Hammack also underscored the Army’s commitment to one of its largest endeavors yet: the deployment of three gigawatts of renewable energy on Army, Navy and Air Force installations by 2025. The Army has partnered with local communities and the services to ensure renewable, reliable energy through analysis of fuel, water and energy needs while reducing the load of power systems in a digital society, she said.
“Collectively, these advancements are changing both the technology we employ and the manner in which we plan and execute our operations,” Hammock said.
Similarly, the Navy will continue to pursue its energy goals through ongoing community and industry partnership, Natsuhara said.
“The big goals for us will be the 50 percent alternative energy for our bases,” he said. “We look forward to working with the communities as we look at renewable energy, microgrids and other (avenues) to meet all of our very aggressive goals.”
And while the BRAC process has reduced the service’s installations to from 150 to 70 in the U.S., the Navy now is in more of a “growth mode” overseas, as the new defense policy pivots attention to the Asia-Pacific region, Natsuhara said.
“We have quite an extensive program that we’re going to have to implement … very soon in Guam, Australia and Hawaii,” he said. “We’re also moving a few ships to Singapore.” A lot of these bases, he added, are going be of a different and unprecedented model.
“There are going to be less of the traditional bases where we have our families and modern support facilities,” he said. “There’s a lot of pressure on our facility side as we go overseas.”
With fleet concentrations primarily in the northwest and southwest regions of the U.S., Natsuhara said, the Navy can benefit from being able to analyze how to make its bases more efficient as it further aligns its forces.
Community collaboration has produced successes along the way, he said, including Virginia’s Naval Air Station Oceana, which was considered for closure in 2005, but through legislation and joint councils, has become more compatible with the community.
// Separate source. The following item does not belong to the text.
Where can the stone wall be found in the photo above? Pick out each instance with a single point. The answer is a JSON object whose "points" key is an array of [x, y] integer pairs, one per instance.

“To date, the Oceana area and the state have contributed about $63 million in some of the land-use purchases to build more compatible lands,” he said.
At NAS Kingsville, Texas, the Navy worked with wind developers on private lands to make turbine operations compatible with air training operations, Natsuhara said.
“Wind turbines are an important part of the renewable energy push for this country,” he added, “and we’re a strong supporter of that.”